The South China Sea (SCS) is a semi-enclosed marginal sea in the western North Pacific Ocean. The circulation of the northern SCS is strongly influenced by the Kuroshio, the western boundary current of the North Pacific, which frequently intrudes into the northern SCS through the Luzon Strait, the only deep passage connecting SCS to the open Pacific. The intruded Kuroshio moves westward and collides with the Dongsha Islands off the China coast.
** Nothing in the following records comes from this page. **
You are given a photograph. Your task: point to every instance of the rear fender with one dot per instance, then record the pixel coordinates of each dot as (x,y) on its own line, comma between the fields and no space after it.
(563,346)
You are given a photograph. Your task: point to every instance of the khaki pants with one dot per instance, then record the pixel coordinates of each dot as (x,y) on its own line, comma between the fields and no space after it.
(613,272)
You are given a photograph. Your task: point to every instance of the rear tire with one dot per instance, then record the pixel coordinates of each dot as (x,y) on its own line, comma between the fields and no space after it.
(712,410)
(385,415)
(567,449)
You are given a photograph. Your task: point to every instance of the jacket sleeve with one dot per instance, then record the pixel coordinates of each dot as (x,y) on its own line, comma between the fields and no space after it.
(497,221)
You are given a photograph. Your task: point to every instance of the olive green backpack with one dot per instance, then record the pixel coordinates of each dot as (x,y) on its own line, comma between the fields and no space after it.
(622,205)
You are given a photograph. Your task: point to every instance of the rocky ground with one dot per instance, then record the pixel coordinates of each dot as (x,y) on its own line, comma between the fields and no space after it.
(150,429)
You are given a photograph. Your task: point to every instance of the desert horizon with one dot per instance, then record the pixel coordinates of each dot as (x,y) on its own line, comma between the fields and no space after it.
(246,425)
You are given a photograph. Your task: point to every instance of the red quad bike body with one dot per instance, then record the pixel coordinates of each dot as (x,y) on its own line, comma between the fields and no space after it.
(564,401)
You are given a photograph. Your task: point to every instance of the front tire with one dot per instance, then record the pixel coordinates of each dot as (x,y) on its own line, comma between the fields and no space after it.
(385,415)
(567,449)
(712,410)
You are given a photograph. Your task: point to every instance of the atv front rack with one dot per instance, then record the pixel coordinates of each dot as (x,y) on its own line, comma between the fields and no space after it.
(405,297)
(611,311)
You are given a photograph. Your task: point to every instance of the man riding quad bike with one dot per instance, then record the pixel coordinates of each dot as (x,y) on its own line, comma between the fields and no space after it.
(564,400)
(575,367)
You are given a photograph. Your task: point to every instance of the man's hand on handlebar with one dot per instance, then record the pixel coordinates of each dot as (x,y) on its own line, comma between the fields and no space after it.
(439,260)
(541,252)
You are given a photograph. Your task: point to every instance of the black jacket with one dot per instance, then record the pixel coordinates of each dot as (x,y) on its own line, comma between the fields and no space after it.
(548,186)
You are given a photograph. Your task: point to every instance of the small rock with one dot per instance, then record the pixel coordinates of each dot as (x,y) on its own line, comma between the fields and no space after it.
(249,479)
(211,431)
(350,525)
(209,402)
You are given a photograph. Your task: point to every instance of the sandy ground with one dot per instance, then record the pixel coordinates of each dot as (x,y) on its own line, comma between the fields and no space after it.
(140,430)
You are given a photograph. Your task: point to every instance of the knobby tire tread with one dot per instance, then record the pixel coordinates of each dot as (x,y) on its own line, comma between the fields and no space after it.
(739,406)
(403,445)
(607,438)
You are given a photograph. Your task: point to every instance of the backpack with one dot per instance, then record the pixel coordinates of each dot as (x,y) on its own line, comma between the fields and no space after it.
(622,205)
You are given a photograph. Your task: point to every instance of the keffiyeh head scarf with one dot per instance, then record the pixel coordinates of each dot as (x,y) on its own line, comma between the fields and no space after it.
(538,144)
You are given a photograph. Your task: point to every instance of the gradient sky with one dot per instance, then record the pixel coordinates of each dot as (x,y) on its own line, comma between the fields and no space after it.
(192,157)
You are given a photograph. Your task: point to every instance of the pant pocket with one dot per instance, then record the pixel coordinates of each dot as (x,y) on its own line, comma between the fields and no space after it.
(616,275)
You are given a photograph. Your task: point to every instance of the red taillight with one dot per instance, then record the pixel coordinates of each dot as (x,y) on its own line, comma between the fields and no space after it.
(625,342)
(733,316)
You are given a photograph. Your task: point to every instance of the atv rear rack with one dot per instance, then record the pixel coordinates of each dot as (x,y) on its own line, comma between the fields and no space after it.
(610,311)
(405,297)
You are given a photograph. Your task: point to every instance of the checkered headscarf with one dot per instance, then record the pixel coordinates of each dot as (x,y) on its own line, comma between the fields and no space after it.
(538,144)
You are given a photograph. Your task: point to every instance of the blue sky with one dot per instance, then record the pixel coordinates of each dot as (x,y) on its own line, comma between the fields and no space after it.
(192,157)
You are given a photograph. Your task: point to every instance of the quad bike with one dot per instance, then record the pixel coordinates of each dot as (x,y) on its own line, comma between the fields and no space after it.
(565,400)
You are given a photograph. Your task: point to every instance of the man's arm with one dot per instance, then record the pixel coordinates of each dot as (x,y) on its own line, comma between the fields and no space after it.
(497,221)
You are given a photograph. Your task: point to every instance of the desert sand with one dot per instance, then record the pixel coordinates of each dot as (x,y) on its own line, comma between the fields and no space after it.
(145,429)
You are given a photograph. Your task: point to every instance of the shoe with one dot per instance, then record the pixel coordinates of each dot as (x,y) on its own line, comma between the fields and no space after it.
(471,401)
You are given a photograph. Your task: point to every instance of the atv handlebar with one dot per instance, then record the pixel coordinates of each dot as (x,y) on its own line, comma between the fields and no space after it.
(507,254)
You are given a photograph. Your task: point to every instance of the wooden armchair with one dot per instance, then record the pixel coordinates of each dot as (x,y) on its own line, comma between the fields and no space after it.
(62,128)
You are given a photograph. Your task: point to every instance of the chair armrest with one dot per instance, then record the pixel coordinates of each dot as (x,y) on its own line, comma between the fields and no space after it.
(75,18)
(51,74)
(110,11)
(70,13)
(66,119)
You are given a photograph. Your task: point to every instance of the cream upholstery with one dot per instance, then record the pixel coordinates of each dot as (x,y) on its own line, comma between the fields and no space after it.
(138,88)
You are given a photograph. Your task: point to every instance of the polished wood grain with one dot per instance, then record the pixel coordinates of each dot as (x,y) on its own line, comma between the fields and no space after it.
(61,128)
The collision forces most of the flow to return as a strong return flow to the north and a splinter current to the southwest along the upper continental slope. The return loop occasionally spawns anti-cyclonic rings which are instrumental in transporting tropical heat and salt into the northern SCS. The splinter current called South China Sea Branch of the Kuroshio (SCSBK), on the other hand, feeds a northeastward shelf-break current that arises due to the alongshore pressure variation imposed offshore by the collision action, at the Dongsha Islands, of the intruded Kuroshio. 

 

The GFDL ocean model is applied to study the circulation in the northern South China Sea and it reproduces the main features. Model output shows the existence of step-like pressure distribution along the shelf break. In a reduced-gravity inviscid model ocean, the step-like pressure distribution results from the deflection of a constant-potential vorticity current at a step-shelf fronted coast. This step-like pressure distribution accounts for the year-round existence of the northeastward shelf-break current (the so-called South China Sea Warm Current). A SCRUM model demonstrates that SCSBK feeds the northeastward shelf-break current all along the shelf-break, making the latter a warm current.